Post-Budget uncertainty triggers 43% annuity sales drop

Post-Budget uncertainty has triggered a 43.8% annual fall in advised annuity sales, according to the inaugural At Retirement Report by IRESS.

Related topics:  Retirement
Amy Loddington
29th July 2014
Retirement

Analysis of data from over 150,000 advised annuity cases has found that demand for single life annuity products via financial advisers fell 4.8% in June compared to May. In total, 43.8% less were sold in the month than in June 2013, and 58% less than at the start of this year, as consumers wait to receive guidance and understand the full scope of their retirement options from April 2015.

Despite the fall in annuity activity, average retirement incomes have climbed. The average single life annuity secured an income of £3,552 per year in June, up by 3.7% from £3,426 in May. This is the highest in at least a year, and compares to £2,942 in June 2013.

The increase has been triggered by a combination of larger pension pots and annuity rates ticking up. The average pension pot for annuitants at retirement is at its highest level in at least two years, hitting £65,232 in June. This is an increase of 3.3% on May, and 13.3% higher than a year ago (£57,560). Four of the last five quarters have now seen year on year increases, pointing to an encouraging longer-term trend.

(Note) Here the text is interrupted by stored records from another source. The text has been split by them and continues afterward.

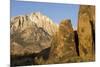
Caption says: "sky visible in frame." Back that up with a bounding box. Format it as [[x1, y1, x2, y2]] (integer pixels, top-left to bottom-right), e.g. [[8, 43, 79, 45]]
[[11, 0, 79, 28]]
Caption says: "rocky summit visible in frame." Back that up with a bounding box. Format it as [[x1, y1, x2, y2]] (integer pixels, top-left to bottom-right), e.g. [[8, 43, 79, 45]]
[[10, 5, 95, 66], [77, 5, 95, 61], [10, 13, 58, 55]]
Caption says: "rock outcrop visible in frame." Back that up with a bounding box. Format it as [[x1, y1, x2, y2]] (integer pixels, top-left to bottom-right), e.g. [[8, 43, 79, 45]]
[[11, 13, 57, 55], [77, 5, 95, 61], [10, 5, 95, 66], [50, 20, 77, 63]]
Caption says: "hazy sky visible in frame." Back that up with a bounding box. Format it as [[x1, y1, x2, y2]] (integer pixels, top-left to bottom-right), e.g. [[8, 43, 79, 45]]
[[11, 0, 79, 28]]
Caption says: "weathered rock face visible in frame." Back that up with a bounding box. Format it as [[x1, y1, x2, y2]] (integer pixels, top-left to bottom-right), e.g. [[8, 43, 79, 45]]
[[47, 20, 77, 63], [10, 13, 57, 55], [78, 5, 95, 61]]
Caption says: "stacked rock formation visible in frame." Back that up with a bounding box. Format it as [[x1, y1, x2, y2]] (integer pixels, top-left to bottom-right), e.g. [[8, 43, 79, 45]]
[[10, 5, 95, 66], [77, 5, 95, 61]]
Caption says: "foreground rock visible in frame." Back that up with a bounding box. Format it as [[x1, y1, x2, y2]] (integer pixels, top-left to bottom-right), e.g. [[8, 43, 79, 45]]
[[37, 20, 77, 64], [78, 5, 95, 61], [11, 13, 57, 55]]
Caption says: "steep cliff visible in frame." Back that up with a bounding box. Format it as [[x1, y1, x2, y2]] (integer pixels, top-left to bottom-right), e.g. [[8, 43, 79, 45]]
[[10, 13, 58, 55]]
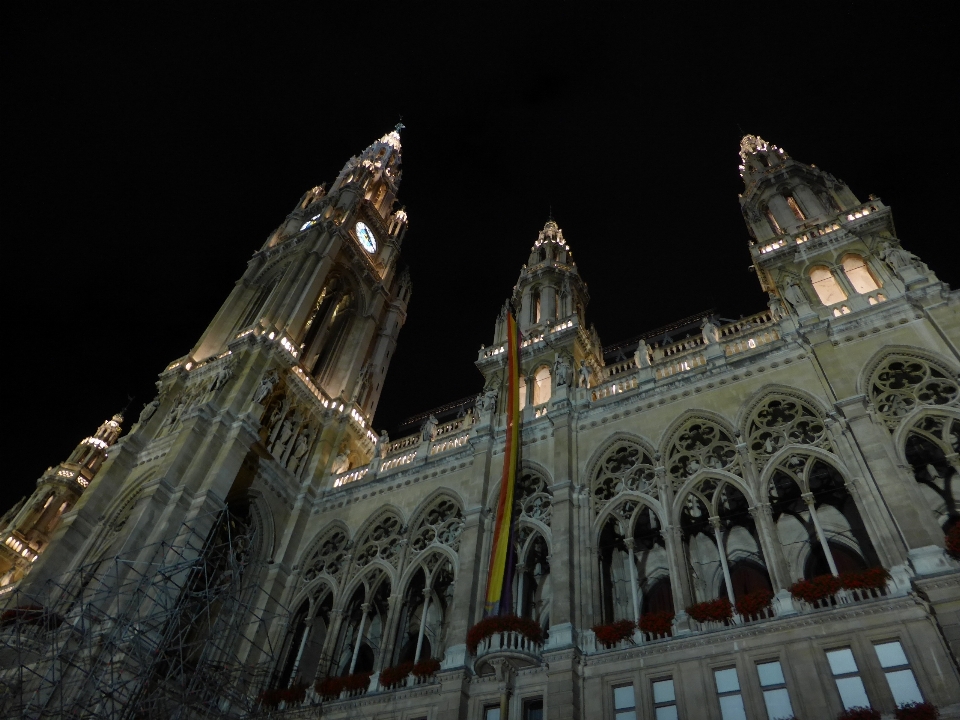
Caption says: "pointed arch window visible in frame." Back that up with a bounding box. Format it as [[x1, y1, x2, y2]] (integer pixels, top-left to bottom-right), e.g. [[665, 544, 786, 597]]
[[843, 255, 880, 295], [810, 265, 847, 306], [533, 367, 550, 405], [783, 195, 807, 220]]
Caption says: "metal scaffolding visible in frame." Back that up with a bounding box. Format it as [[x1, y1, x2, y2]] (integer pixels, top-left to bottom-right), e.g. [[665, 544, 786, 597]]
[[0, 500, 287, 720]]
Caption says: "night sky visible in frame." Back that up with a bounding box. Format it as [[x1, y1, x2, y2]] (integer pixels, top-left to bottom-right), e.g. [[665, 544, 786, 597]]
[[0, 2, 960, 513]]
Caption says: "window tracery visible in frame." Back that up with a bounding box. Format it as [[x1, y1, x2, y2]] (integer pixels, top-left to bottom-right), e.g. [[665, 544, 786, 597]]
[[870, 355, 960, 431], [747, 395, 831, 467], [516, 470, 552, 527], [592, 440, 657, 515], [303, 528, 348, 583], [354, 513, 403, 568], [666, 418, 740, 485], [410, 496, 463, 557]]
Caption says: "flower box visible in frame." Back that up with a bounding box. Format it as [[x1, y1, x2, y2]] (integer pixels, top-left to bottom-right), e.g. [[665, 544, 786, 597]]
[[467, 615, 547, 655], [640, 611, 673, 635], [411, 658, 440, 678], [837, 707, 880, 720], [943, 522, 960, 559], [790, 567, 890, 604], [591, 620, 637, 648], [737, 590, 773, 617], [893, 702, 940, 720], [257, 683, 307, 708], [790, 575, 840, 605], [314, 673, 373, 699], [380, 662, 413, 687], [687, 598, 733, 622]]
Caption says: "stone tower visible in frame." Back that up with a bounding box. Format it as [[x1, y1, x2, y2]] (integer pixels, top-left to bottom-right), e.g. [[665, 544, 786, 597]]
[[18, 126, 411, 589], [0, 413, 123, 589]]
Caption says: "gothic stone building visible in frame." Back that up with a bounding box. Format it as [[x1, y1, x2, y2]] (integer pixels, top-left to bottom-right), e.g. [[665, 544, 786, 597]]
[[0, 132, 960, 720]]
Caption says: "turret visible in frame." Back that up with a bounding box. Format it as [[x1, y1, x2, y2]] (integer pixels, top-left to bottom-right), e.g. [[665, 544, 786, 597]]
[[740, 135, 936, 322], [0, 413, 123, 587]]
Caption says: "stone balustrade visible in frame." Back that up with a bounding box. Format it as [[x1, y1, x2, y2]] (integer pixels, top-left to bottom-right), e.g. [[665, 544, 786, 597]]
[[474, 631, 542, 672]]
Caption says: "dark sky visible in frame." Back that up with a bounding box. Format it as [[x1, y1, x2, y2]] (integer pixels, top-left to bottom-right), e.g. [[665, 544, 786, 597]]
[[0, 2, 960, 512]]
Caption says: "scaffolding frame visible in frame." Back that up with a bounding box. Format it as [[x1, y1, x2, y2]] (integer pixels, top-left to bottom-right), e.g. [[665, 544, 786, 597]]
[[0, 505, 289, 720]]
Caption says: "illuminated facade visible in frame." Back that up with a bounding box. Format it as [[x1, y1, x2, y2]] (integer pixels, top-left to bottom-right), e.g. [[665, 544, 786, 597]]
[[0, 132, 960, 720]]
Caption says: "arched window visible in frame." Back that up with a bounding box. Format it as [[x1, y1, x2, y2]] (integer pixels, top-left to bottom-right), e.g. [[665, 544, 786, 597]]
[[533, 367, 550, 405], [810, 265, 847, 306], [783, 195, 807, 220], [763, 208, 783, 235], [843, 255, 880, 295]]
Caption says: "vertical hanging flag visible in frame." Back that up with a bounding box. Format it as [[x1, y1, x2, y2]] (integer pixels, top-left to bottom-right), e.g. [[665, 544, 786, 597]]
[[483, 312, 520, 616]]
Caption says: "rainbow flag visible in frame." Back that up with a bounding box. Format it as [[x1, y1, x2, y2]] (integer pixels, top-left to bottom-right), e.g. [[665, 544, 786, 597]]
[[483, 312, 520, 616]]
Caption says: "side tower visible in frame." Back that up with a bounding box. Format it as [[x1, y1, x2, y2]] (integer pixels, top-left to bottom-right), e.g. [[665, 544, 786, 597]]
[[0, 413, 123, 592], [740, 135, 940, 324], [15, 126, 411, 589]]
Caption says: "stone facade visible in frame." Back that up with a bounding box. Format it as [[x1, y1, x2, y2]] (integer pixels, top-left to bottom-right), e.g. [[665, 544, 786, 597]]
[[0, 132, 960, 720]]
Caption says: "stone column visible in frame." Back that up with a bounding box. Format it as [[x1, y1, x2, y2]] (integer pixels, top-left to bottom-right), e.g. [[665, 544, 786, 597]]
[[624, 538, 640, 622], [750, 502, 791, 593], [710, 517, 737, 605], [837, 396, 943, 556], [802, 493, 840, 576], [347, 603, 370, 675]]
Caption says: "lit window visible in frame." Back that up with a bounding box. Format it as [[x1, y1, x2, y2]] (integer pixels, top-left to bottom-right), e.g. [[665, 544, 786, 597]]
[[766, 209, 783, 235], [653, 678, 679, 720], [757, 660, 793, 720], [533, 367, 550, 405], [873, 640, 923, 705], [713, 668, 747, 720], [810, 265, 847, 305], [843, 255, 880, 295], [786, 195, 807, 220], [613, 685, 637, 720], [523, 698, 543, 720], [827, 648, 870, 710]]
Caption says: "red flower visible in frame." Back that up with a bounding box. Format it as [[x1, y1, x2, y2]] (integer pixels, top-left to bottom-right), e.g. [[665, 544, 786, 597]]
[[640, 611, 673, 635], [840, 567, 890, 590], [893, 702, 940, 720], [943, 522, 960, 558], [592, 620, 637, 647], [687, 598, 733, 622], [380, 662, 413, 687], [413, 658, 440, 678], [837, 707, 880, 720], [314, 673, 373, 699], [790, 575, 841, 604], [467, 615, 546, 655], [737, 590, 773, 617]]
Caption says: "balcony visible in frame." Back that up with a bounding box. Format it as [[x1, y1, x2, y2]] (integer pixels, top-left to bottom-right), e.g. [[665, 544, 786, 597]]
[[474, 631, 543, 674]]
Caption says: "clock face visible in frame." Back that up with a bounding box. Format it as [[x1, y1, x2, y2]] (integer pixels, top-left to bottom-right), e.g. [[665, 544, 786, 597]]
[[356, 223, 377, 253]]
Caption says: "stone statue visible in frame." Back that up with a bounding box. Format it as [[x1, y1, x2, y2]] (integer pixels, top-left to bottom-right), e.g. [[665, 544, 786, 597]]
[[783, 279, 807, 310], [287, 432, 310, 472], [553, 353, 570, 387], [330, 445, 350, 475], [350, 363, 373, 402], [767, 293, 786, 322], [480, 385, 499, 412], [578, 360, 593, 387], [633, 340, 650, 368], [700, 318, 720, 345], [137, 399, 160, 425], [420, 415, 440, 442], [253, 370, 279, 403], [373, 430, 390, 457]]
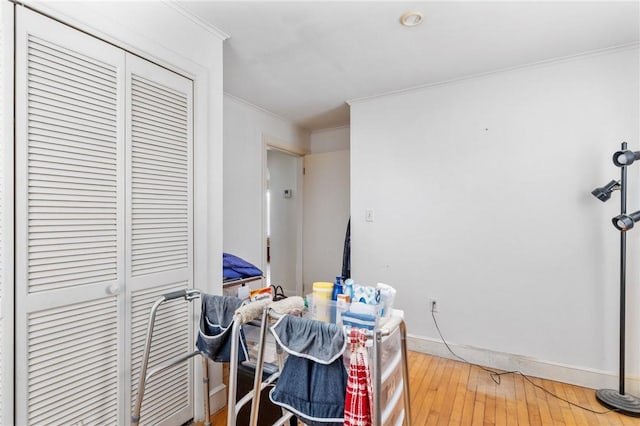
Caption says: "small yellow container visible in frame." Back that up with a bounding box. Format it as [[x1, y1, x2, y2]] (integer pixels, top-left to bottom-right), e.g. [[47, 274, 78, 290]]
[[313, 281, 333, 300], [311, 281, 333, 321]]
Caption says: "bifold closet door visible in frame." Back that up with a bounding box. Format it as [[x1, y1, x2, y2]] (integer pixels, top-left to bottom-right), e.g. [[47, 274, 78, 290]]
[[15, 8, 196, 425], [125, 55, 198, 424], [15, 8, 125, 425]]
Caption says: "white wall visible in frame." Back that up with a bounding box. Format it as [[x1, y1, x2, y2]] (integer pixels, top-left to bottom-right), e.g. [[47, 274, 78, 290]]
[[311, 126, 350, 154], [302, 126, 351, 294], [303, 149, 350, 294], [223, 95, 309, 271], [351, 46, 640, 387]]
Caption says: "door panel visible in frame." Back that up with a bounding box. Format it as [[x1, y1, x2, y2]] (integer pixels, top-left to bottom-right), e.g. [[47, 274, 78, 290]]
[[126, 55, 195, 424], [15, 8, 125, 424], [267, 149, 302, 295], [15, 8, 194, 424]]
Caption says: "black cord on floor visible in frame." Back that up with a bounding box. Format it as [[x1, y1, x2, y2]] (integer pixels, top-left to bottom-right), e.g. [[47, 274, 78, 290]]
[[431, 308, 618, 414]]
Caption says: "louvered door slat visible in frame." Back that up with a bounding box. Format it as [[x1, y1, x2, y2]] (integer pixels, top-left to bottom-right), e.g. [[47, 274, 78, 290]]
[[16, 9, 126, 424], [28, 298, 118, 424], [28, 31, 118, 292], [0, 5, 6, 424], [127, 53, 194, 424]]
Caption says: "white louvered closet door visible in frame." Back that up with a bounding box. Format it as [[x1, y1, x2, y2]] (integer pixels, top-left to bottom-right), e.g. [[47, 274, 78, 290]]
[[15, 8, 195, 425], [15, 8, 125, 425], [126, 55, 194, 424]]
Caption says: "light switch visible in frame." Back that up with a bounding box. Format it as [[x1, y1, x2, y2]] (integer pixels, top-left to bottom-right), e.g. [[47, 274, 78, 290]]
[[364, 209, 373, 222]]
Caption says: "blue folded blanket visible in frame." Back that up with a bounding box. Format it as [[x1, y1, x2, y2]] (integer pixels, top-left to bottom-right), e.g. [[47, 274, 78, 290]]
[[222, 253, 262, 280]]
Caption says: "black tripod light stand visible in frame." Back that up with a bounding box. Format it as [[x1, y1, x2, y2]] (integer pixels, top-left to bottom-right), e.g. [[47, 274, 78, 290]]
[[591, 142, 640, 417]]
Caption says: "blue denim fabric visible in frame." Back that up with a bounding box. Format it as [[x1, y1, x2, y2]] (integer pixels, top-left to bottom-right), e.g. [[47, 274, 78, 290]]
[[269, 315, 348, 426], [196, 293, 248, 362], [269, 355, 348, 426], [271, 315, 347, 364]]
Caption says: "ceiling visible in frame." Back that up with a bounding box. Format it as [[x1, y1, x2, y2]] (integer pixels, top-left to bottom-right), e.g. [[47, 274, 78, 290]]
[[178, 0, 640, 131]]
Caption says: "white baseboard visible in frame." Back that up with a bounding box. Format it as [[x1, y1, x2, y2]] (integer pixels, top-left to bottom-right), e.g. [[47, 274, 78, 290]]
[[407, 334, 640, 396]]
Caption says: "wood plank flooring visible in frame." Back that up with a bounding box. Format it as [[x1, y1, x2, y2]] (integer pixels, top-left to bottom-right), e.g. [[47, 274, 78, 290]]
[[202, 352, 640, 426]]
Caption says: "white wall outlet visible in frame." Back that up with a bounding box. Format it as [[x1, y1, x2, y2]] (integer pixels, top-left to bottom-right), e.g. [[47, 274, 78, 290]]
[[427, 297, 440, 313]]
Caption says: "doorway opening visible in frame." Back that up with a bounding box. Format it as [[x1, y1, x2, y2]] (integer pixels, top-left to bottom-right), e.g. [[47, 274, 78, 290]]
[[264, 141, 303, 296]]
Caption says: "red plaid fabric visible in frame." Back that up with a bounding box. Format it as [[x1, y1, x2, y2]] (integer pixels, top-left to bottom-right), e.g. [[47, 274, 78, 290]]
[[344, 328, 372, 426]]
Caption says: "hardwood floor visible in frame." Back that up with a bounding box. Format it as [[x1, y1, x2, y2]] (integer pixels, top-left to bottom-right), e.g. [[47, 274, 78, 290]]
[[202, 352, 640, 426]]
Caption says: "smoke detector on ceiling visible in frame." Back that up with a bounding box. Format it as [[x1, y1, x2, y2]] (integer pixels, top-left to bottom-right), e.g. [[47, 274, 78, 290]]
[[400, 12, 424, 27]]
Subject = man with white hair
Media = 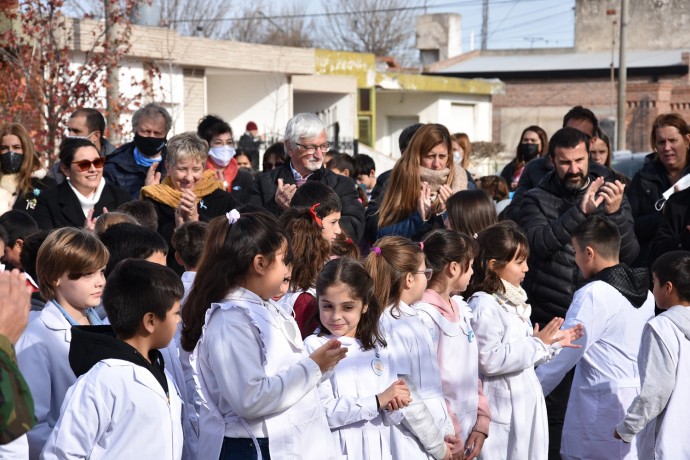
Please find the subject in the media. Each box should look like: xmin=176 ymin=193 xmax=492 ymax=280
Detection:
xmin=254 ymin=113 xmax=364 ymax=242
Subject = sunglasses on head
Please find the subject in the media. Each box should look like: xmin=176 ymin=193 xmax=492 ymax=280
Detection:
xmin=72 ymin=158 xmax=105 ymax=171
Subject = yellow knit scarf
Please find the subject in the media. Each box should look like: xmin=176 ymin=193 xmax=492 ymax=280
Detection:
xmin=141 ymin=169 xmax=223 ymax=209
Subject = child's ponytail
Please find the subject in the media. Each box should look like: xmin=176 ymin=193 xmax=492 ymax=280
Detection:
xmin=365 ymin=236 xmax=424 ymax=314
xmin=181 ymin=209 xmax=289 ymax=351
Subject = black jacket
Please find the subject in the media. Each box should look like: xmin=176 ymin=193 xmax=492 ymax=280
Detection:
xmin=626 ymin=153 xmax=690 ymax=267
xmin=519 ymin=171 xmax=639 ymax=323
xmin=146 ymin=190 xmax=242 ymax=274
xmin=252 ymin=163 xmax=364 ymax=241
xmin=34 ymin=181 xmax=131 ymax=230
xmin=499 ymin=155 xmax=615 ymax=222
xmin=649 ymin=188 xmax=690 ymax=260
xmin=103 ymin=142 xmax=168 ymax=200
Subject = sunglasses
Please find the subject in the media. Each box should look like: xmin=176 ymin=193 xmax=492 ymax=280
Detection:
xmin=72 ymin=158 xmax=105 ymax=171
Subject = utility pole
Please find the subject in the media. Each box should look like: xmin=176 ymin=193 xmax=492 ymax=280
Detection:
xmin=616 ymin=0 xmax=628 ymax=150
xmin=482 ymin=0 xmax=489 ymax=51
xmin=103 ymin=0 xmax=120 ymax=145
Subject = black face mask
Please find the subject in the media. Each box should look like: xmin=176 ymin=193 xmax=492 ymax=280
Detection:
xmin=134 ymin=134 xmax=167 ymax=157
xmin=518 ymin=143 xmax=539 ymax=163
xmin=0 ymin=152 xmax=24 ymax=174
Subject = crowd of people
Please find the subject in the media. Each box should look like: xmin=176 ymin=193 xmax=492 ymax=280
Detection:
xmin=0 ymin=103 xmax=690 ymax=460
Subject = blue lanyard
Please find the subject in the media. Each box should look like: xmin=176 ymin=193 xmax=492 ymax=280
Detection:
xmin=50 ymin=299 xmax=103 ymax=326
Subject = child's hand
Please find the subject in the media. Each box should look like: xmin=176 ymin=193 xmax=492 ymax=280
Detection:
xmin=532 ymin=318 xmax=564 ymax=345
xmin=554 ymin=323 xmax=585 ymax=348
xmin=462 ymin=430 xmax=486 ymax=460
xmin=309 ymin=339 xmax=347 ymax=373
xmin=377 ymin=379 xmax=412 ymax=410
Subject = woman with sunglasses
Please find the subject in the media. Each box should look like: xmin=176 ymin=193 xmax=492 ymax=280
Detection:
xmin=34 ymin=137 xmax=131 ymax=230
xmin=0 ymin=123 xmax=55 ymax=215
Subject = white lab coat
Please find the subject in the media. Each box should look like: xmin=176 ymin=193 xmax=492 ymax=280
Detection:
xmin=304 ymin=335 xmax=402 ymax=460
xmin=15 ymin=302 xmax=77 ymax=460
xmin=537 ymin=281 xmax=654 ymax=460
xmin=469 ymin=292 xmax=555 ymax=460
xmin=379 ymin=302 xmax=455 ymax=460
xmin=41 ymin=359 xmax=183 ymax=460
xmin=414 ymin=297 xmax=489 ymax=450
xmin=617 ymin=306 xmax=690 ymax=460
xmin=191 ymin=288 xmax=337 ymax=460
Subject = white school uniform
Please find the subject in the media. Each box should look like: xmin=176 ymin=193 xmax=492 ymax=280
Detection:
xmin=469 ymin=292 xmax=555 ymax=460
xmin=537 ymin=281 xmax=654 ymax=460
xmin=380 ymin=302 xmax=455 ymax=460
xmin=15 ymin=302 xmax=77 ymax=460
xmin=160 ymin=272 xmax=199 ymax=460
xmin=41 ymin=359 xmax=183 ymax=460
xmin=616 ymin=306 xmax=690 ymax=460
xmin=414 ymin=293 xmax=489 ymax=452
xmin=191 ymin=288 xmax=337 ymax=460
xmin=304 ymin=335 xmax=402 ymax=460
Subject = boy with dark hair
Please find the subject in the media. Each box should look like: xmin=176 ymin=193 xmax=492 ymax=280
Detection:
xmin=290 ymin=181 xmax=343 ymax=218
xmin=326 ymin=153 xmax=355 ymax=180
xmin=100 ymin=223 xmax=168 ymax=278
xmin=41 ymin=260 xmax=183 ymax=460
xmin=171 ymin=222 xmax=208 ymax=292
xmin=353 ymin=153 xmax=376 ymax=199
xmin=116 ymin=200 xmax=158 ymax=232
xmin=537 ymin=215 xmax=654 ymax=459
xmin=0 ymin=209 xmax=38 ymax=270
xmin=614 ymin=251 xmax=690 ymax=459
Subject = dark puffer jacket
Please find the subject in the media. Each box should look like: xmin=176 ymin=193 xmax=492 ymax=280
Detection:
xmin=626 ymin=153 xmax=690 ymax=267
xmin=519 ymin=171 xmax=639 ymax=323
xmin=250 ymin=163 xmax=364 ymax=241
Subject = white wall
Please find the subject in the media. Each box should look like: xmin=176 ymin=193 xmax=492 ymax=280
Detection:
xmin=376 ymin=91 xmax=492 ymax=154
xmin=293 ymin=91 xmax=356 ymax=139
xmin=206 ymin=73 xmax=292 ymax=138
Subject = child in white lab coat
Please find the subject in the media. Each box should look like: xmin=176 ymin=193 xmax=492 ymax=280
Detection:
xmin=16 ymin=227 xmax=108 ymax=460
xmin=181 ymin=210 xmax=346 ymax=460
xmin=614 ymin=251 xmax=690 ymax=459
xmin=467 ymin=221 xmax=582 ymax=460
xmin=41 ymin=259 xmax=183 ymax=460
xmin=366 ymin=236 xmax=458 ymax=460
xmin=537 ymin=216 xmax=654 ymax=460
xmin=304 ymin=258 xmax=410 ymax=460
xmin=413 ymin=230 xmax=491 ymax=459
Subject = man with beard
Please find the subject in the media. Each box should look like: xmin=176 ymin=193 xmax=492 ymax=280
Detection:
xmin=518 ymin=127 xmax=640 ymax=458
xmin=103 ymin=103 xmax=172 ymax=200
xmin=252 ymin=113 xmax=364 ymax=242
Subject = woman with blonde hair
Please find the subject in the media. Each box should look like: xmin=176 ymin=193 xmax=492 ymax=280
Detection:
xmin=0 ymin=123 xmax=55 ymax=215
xmin=366 ymin=123 xmax=474 ymax=242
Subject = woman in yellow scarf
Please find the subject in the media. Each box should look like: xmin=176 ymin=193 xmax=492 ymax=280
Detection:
xmin=141 ymin=132 xmax=240 ymax=271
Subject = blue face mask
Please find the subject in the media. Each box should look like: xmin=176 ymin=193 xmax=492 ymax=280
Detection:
xmin=208 ymin=145 xmax=235 ymax=168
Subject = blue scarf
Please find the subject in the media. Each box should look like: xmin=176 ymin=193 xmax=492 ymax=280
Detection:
xmin=134 ymin=147 xmax=163 ymax=168
xmin=51 ymin=299 xmax=103 ymax=326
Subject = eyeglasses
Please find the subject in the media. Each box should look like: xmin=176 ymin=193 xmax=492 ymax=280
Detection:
xmin=414 ymin=268 xmax=434 ymax=281
xmin=297 ymin=142 xmax=331 ymax=155
xmin=72 ymin=158 xmax=105 ymax=171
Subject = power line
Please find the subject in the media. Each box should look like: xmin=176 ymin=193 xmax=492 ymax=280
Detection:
xmin=168 ymin=0 xmax=542 ymax=23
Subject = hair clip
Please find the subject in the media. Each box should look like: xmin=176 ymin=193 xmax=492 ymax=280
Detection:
xmin=225 ymin=209 xmax=240 ymax=225
xmin=309 ymin=203 xmax=323 ymax=228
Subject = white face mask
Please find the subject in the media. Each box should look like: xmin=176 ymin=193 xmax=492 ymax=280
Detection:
xmin=208 ymin=145 xmax=235 ymax=168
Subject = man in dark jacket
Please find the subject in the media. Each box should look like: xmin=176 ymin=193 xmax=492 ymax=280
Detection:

Meanwhile, standard annuity rates have hit their highest level since January. The average single life standard annuity rate stood at 5.44% in June, up from 5.11% in June 2013 and a slight increase up from 5.42% in May.

Dave Miller, Executive General Manager, Sourcing at IRESS, commented:

“Those planning to retire have seen a seismic shift since March, and the dust is far from settled. Annuities demand has been hit in the short-term, as consumers understandably hold fire until they have received guidance or see the extent of their options in April.  While demand for annuities may not hit previous heights, the protection they offer against increasing longevity ensures they will remain relevant to financing retirement, especially as innovation accelerates in the space.

“In this context, it is a step in the right direction that income is climbing, with rates inching up and pot sizes reaching their largest in two years. Some new retirees may be opting to cash in smaller pots rather than annuitise, but the longer term trend suggests we may be seeing a steady shift towards building greater savings. This will only be boosted by the long-term impact of auto-enrolment and the publicity given to the importance of pensions savings since the Budget.” 

The new quarterly report also highlights the variation in annuity rates prospective retirees may face. In June, the average best rate available for a standard single life annuity was 5.73%, compared to the average worst rate of 5.02%. For the average annuitant, this amounts to £469 a year – a difference in income of 12.5%. Over the course of a 20 year retirement, this amounts to £9,381.

There are also signs that awareness of enhanced annuities is increasing. At present, 28% of annuitants secure some form of an enhanced annuity due to a declared medical condition, compared to 12% in June 2012. 22% declare they are smokers, compared to 10% two years ago. These are able to benefit from an average rate 0.61% higher than that for non-smokers, representing 11% greater annual income for the average pot size.

Dave Miller adds:

“Guidance provides an opportunity to boost general understanding of the growing range of options among those who may not have sought advice previously. However, financial advisers will play an incredibly important role helping consumers select the most appropriate products for their particular circumstances. Part and parcel of this will be ensuring they don’t miss out on the best possible rates if they do annuitise, given the variation among providers. Equally, continuing to build awareness of eligibility for enhanced annuities will be crucial to ensuring the best possible outcomes.”